Most of the individual wellness sectors are projected to exceed global GDP growth in the next five years. Some of the sectors with the highest growth projections (e.g., wellness tourism, thermal/mineral springs) are those that took the greatest hit in 2020. The growth rates for these sectors may seem abnormally high because they reflect a continued period of recovery from 2023-2025, and they are then expected to taper off to a growth trajectory similar to their pre-pandemic levels.

Both the wellness tourism and spa sectors are projected to have recovered and exceeded their pre-pandemic levels in 2023. The global thermal/mineral springs sector will take a little longer, until 2024, for a full recovery.
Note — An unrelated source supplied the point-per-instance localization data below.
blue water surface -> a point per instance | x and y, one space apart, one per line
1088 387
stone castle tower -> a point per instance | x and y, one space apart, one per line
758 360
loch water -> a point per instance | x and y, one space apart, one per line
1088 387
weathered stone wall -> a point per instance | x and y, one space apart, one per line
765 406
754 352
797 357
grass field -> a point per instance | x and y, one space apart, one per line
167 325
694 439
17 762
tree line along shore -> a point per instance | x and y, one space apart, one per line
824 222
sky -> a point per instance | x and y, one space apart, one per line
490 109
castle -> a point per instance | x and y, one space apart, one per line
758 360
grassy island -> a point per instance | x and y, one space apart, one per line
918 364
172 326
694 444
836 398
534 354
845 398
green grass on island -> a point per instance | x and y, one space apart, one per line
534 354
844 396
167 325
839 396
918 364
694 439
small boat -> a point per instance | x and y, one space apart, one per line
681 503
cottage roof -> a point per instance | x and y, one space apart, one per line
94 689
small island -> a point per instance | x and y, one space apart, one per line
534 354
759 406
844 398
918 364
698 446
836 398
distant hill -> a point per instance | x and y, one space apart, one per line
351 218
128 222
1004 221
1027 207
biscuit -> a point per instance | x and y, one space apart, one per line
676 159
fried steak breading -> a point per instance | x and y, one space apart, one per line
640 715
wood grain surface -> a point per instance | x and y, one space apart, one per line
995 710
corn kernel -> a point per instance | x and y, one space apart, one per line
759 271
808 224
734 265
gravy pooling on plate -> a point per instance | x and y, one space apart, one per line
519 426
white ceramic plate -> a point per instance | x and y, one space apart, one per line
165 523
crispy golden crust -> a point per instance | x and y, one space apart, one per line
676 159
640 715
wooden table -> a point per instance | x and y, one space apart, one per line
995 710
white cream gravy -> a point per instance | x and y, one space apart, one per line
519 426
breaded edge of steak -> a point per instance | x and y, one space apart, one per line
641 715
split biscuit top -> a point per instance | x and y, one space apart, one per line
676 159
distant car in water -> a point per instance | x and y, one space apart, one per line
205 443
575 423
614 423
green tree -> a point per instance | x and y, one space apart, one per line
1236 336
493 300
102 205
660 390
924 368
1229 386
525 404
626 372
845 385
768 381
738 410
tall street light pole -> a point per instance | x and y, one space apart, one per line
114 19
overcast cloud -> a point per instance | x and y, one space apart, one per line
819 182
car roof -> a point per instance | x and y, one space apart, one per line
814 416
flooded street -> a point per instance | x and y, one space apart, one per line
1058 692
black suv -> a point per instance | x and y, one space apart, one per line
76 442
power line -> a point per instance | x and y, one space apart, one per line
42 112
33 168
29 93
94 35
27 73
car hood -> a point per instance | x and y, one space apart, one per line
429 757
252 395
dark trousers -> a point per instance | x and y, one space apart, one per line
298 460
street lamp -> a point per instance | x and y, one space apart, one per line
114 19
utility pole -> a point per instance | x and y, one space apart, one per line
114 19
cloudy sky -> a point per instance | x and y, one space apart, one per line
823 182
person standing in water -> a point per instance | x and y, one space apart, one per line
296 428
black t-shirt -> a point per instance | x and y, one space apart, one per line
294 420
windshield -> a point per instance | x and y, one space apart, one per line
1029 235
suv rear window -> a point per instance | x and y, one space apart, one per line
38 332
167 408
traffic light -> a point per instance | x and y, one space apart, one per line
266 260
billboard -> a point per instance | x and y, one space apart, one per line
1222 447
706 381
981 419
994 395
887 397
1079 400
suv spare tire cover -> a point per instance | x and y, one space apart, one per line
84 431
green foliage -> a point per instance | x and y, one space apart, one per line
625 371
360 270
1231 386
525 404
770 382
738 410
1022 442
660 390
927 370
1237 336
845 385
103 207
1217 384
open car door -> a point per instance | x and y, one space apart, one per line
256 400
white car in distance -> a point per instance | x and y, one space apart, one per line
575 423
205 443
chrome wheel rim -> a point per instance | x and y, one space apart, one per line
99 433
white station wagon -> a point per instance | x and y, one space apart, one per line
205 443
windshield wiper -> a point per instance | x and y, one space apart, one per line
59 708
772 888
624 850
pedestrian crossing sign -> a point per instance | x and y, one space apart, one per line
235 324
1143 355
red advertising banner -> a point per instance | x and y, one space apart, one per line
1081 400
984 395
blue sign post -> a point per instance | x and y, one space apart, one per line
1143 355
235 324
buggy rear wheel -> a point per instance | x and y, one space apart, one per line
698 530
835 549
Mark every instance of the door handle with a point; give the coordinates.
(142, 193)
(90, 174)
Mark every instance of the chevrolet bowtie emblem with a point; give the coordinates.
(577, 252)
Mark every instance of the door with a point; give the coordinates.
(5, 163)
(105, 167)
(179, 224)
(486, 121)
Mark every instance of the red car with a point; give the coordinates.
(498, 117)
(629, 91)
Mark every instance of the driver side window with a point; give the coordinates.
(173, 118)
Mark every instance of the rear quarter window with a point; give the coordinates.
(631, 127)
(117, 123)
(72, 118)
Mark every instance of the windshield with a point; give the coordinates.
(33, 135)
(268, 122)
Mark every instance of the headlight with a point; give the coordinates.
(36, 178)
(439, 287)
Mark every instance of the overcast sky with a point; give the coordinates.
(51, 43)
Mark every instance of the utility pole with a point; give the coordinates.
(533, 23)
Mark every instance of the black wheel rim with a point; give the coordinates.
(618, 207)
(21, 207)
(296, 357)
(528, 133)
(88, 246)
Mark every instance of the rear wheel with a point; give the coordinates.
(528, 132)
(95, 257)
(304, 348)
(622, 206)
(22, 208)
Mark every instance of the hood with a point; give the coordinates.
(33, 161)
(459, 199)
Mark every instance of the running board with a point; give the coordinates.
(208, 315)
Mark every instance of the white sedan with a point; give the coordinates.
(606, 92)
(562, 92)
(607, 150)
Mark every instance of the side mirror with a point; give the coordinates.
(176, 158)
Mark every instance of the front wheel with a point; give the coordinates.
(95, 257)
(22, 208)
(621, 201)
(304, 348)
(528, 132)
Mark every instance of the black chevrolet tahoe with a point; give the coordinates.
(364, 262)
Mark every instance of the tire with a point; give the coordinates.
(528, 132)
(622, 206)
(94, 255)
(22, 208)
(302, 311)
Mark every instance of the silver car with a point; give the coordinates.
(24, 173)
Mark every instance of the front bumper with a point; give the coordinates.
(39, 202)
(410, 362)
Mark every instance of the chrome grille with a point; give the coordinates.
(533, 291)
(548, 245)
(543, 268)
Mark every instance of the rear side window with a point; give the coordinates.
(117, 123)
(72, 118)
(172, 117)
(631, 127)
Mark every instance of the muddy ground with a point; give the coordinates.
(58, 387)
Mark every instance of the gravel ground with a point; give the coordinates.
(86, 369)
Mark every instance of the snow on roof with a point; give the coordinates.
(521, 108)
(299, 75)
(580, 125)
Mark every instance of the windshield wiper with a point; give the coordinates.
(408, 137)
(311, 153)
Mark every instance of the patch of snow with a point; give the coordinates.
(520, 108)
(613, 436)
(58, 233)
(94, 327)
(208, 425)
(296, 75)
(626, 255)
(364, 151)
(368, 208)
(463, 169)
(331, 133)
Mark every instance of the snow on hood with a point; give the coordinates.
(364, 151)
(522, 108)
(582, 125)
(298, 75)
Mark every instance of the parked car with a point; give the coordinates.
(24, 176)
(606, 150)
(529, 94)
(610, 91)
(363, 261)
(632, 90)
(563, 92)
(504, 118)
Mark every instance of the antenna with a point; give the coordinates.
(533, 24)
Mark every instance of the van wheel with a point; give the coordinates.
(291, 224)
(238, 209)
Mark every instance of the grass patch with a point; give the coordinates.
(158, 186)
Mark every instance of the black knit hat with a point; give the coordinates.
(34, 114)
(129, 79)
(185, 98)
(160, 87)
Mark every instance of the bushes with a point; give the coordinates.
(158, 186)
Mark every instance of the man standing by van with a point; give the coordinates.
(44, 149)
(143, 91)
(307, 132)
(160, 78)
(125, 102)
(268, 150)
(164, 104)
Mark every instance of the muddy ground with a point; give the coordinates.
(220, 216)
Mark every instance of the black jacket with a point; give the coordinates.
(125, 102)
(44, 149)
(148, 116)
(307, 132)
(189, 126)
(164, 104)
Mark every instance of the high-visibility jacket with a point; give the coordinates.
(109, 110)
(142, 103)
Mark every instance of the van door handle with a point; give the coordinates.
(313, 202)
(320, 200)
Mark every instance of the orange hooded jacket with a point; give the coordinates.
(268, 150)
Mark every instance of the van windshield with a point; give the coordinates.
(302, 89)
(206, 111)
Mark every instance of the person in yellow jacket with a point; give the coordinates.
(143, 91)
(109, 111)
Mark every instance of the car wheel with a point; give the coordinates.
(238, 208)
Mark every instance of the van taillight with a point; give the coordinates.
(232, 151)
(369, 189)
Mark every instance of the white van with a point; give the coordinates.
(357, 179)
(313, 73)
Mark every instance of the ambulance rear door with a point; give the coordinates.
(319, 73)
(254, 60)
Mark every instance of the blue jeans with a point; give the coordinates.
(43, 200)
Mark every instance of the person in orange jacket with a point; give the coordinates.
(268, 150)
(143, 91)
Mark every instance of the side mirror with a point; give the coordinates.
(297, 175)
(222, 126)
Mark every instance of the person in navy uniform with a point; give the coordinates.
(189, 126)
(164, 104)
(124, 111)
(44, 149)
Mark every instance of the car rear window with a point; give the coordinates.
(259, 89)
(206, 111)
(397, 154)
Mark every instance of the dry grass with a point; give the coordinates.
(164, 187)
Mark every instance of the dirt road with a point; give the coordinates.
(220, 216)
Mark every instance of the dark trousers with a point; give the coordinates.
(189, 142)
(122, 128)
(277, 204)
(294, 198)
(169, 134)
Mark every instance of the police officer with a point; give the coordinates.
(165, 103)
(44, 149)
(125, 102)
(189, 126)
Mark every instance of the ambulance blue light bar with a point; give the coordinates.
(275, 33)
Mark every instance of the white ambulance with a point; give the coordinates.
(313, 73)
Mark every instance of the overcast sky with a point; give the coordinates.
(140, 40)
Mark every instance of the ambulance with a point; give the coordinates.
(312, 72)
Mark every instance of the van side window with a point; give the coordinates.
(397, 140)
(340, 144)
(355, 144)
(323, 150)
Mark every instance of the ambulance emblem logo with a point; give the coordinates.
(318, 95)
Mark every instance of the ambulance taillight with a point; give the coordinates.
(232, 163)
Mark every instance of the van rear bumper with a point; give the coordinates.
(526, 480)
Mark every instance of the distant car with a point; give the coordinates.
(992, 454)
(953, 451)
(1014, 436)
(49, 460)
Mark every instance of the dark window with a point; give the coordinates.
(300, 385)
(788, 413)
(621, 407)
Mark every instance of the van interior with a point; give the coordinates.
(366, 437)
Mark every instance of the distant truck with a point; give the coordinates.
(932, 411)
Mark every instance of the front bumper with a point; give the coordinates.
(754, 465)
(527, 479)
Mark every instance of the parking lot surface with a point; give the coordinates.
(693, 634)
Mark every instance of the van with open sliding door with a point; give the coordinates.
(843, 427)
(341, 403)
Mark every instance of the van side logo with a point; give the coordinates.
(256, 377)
Other sectors that maintained positive growth during the 2020 pandemic, including wellness real estate and mental wellness, are projected to continue their robust growth trends in the coming years.

The report forecasts that four wellness sectors – personal care & beauty; healthy eating, nutrition & weight loss; physical activity; and wellness tourism – will exceed $1 trillion in market size in 2024. It also projects that three sectors – wellness real estate; traditional & complementary medicine; and public health, prevention & personalised medicine – will exceed half a trillion dollars in 2024.

The report sees healthy eating, nutrition & weight loss becoming the largest segment in the wellness economy by 2025, and with its ongoing strong growth rate, wellness real estate will enter the top five sectors in the same year.

All global regions have recovered from the pandemic, but North America, Europe, and the Middle East-North Africa have shown the strongest resilience and growth from 2019-2022.

In 2022, North America surpassed Asia-Pacific to become the largest regional wellness economy, a shift that has occurred due to relatively slower growth and recovery in some major Asian markets. North America ($1.9 trillion), Asia-Pacific ($1.7 trillion), and Europe ($1.5 trillion) together account for 90% of the entire global wellness economy. Per capita spending on wellness is significantly higher in North America ($5,108) and Europe ($1,596) than in other regions of the world.

GWI defines wellness as: the active pursuit of activities, choices, and lifestyles that lead to a state of holistic health. Wellness extends beyond physical health and incorporates many different dimensions that should work in harmony.